7. Shedding of the Extracellular Domain of the Membrane Protein APP

The production of Aβ peptide through the hydrolysis and processing of APP by β- and γ-secretase is the core of the etiology of AD. APP is a membrane protein. The shedding of the extracellular domain of membrane proteins is a posttranslational modification [56]. Recent studies have shown that some membrane proteins that shed their extracellular domain can be used as potential drug targets and biomarkers for diseases. The protease cleaves the membrane protein substrate near or within its transmembrane region and produces a soluble extracellular domain during the shedding process [57]. Some shedding enzymes are called secretases because fragments of the substrate that are cleaved may be secreted [58].

The human genome contains approximately 600 protease-encoding genes [59], some of which have many corresponding substrates, and some have only one substrate identified thus far. Among them, the typical shedding enzymes for the substrate APP are ADAM10 and BACE1, and cleavage of the substrate APP by ADAM10 occurs under normal physiological conditions. It is worth noting that ADAM10 does not act as the α-secretase of APP, thereby preventing the production of neurotoxic Aβ, so it is considered a drug target for AD [60]. The metalloprotease ADAM10 is important for Notch pathway-dependent brain development. In ADAM10 knockout mice, sAPPα production was reduced, the expression of sAPPβ and endogenous Aβ was increased, and the clinical phenotypic neuromotor ability and learning ability were decreased [61]. Another exfoliating enzyme for the substrate APP is BACE1 [62]. BACE1 is the main β-secretase of APP, and the cutting and processing of APP leads to the production of Aβ. Studies have found that BACE1 not only produces Aβ protein but also destroys the factors required for cells to produce PKA. PKA plays an important role in memory production, so BACE1 is a promising drug target for the treatment of AD. The experiment found that long-term inhibition of BACE1 affects the formation of synapses in mice. It is assumed that the inhibitor changed the metabolism of BACE1 substrates [63].

8. Conclusions and Outlook

The number of people with dementia is particularly high in China and poses a great challenge to the country’s economic development.

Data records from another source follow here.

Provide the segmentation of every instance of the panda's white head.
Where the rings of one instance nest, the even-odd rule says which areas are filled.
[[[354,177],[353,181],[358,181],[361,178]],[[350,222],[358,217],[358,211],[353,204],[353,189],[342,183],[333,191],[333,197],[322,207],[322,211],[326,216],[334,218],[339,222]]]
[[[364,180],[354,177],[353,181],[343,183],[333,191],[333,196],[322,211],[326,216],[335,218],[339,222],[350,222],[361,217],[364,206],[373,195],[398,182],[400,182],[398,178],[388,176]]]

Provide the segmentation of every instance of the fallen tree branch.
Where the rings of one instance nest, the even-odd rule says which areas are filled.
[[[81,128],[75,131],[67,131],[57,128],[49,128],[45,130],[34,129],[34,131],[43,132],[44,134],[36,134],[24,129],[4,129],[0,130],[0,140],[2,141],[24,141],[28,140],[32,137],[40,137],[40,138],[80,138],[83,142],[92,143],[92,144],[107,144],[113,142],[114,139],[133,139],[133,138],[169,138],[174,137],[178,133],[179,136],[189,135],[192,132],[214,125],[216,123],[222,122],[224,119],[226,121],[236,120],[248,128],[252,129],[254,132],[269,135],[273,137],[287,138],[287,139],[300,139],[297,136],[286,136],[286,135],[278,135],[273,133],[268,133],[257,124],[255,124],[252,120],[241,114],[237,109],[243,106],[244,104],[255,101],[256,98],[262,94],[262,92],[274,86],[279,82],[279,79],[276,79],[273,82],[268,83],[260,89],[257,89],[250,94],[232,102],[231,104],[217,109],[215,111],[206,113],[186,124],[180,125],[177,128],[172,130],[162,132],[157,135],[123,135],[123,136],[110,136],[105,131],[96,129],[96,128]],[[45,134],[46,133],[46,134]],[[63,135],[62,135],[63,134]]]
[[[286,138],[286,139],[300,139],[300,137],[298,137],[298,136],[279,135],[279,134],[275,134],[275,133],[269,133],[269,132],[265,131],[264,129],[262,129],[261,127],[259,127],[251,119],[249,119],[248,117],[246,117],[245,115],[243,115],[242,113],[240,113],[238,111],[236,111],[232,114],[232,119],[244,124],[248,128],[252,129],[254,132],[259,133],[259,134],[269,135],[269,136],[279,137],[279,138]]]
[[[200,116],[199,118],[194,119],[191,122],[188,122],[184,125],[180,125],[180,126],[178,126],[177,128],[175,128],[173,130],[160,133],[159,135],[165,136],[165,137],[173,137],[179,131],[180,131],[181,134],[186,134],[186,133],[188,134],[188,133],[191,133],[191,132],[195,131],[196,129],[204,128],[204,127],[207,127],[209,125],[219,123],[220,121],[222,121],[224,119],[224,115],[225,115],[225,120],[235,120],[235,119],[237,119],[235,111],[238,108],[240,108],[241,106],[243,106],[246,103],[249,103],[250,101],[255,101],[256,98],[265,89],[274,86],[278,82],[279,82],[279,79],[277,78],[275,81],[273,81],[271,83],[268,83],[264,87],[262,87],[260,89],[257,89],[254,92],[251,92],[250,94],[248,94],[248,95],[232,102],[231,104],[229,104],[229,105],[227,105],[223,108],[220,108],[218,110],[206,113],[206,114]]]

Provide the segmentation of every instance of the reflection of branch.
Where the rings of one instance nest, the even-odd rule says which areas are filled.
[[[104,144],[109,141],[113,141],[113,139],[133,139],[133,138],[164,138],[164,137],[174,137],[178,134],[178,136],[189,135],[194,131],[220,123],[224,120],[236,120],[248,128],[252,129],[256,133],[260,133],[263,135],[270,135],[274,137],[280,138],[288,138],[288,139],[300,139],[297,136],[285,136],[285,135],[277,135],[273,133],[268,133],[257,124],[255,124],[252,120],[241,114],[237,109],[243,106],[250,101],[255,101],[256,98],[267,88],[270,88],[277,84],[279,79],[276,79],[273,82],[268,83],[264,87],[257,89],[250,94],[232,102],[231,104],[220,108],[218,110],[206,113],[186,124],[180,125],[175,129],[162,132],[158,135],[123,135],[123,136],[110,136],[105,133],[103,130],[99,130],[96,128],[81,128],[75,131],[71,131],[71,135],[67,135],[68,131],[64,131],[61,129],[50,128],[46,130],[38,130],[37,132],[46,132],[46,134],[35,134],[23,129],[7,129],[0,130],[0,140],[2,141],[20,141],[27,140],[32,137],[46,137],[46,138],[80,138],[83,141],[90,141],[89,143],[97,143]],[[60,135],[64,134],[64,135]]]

Therefore, it is especially important to study the mechanisms of AD, which are currently mainly thought to be the deposition of Aβ in the brain, the formation of neuroinflammatory patches and the loss of neurons. The study of APP and its metabolites is an important part of the investigation into the mechanism of AD, and there are many potential drug targets in the pathogenesis, for which it is scientifically important and clinically promising to design advanced drugs for the treatment of AD.

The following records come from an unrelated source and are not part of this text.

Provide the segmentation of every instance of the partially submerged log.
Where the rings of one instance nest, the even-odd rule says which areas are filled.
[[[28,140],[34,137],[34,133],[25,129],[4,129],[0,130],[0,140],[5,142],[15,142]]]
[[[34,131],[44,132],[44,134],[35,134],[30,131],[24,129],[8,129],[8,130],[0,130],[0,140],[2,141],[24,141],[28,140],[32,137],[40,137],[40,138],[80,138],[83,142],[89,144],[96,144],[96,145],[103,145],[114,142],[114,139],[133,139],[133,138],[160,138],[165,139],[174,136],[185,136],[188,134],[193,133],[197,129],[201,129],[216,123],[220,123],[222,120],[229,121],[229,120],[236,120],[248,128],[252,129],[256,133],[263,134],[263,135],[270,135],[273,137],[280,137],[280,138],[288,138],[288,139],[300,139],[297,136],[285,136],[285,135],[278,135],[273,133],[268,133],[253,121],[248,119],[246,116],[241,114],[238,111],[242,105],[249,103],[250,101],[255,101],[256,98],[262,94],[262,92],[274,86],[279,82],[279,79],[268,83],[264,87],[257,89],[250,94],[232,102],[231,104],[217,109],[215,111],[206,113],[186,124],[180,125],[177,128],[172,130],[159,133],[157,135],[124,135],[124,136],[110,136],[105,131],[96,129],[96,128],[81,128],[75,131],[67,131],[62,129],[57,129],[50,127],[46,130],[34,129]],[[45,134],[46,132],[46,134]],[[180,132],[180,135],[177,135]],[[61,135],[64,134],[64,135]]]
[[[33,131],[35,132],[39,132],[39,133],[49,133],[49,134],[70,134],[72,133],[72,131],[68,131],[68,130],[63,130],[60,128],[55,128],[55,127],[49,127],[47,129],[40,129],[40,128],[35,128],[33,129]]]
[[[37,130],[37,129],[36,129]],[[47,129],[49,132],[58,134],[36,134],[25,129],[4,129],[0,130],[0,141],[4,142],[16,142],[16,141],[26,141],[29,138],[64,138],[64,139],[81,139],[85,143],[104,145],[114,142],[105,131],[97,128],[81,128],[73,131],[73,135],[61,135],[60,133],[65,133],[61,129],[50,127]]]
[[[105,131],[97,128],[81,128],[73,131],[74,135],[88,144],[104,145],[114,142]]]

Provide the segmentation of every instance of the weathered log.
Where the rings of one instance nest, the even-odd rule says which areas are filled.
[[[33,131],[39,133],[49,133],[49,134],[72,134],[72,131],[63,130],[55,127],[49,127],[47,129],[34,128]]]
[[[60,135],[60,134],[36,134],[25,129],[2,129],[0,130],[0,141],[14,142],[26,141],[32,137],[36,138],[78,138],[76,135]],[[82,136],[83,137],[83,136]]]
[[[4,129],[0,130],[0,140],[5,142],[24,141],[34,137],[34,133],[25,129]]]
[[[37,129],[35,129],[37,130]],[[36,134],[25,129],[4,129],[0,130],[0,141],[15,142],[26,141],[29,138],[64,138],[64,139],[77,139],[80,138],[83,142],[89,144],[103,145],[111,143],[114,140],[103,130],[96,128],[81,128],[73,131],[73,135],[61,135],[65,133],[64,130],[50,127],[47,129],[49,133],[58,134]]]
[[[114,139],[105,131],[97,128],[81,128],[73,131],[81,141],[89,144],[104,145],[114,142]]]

Under normal conditions, APP only produces soluble fragments that are nutritive to the cell; when mutations occur in the gene, the associated secretase action of APP is likely to increase. APP has two classical metabolic pathways, and α-secretase, β-secretase and γ-secretase are all widely considered to be sheddases. The extracellular domain shedding of membrane proteins that involves sheddases is normally controlled by signal transduction, and when deregulated, extracellular domain shedding is associated with pathologies such as inflammation and AD. However, sheddases and substrate proteins do not function in a one-to-one manner, and the mode of action is unclear. To better understand the molecular mechanisms underlying the substrate specificity of sheddases, it is necessary to assign individual substrates to sheddases and to determine how protein hydrolytic cleavage affects substrate function. With further research into the pathogenesis of AD and the refinement of various potential drug targets, it is believed that appropriate drugs can be identified to alleviate the suffering of AD patients.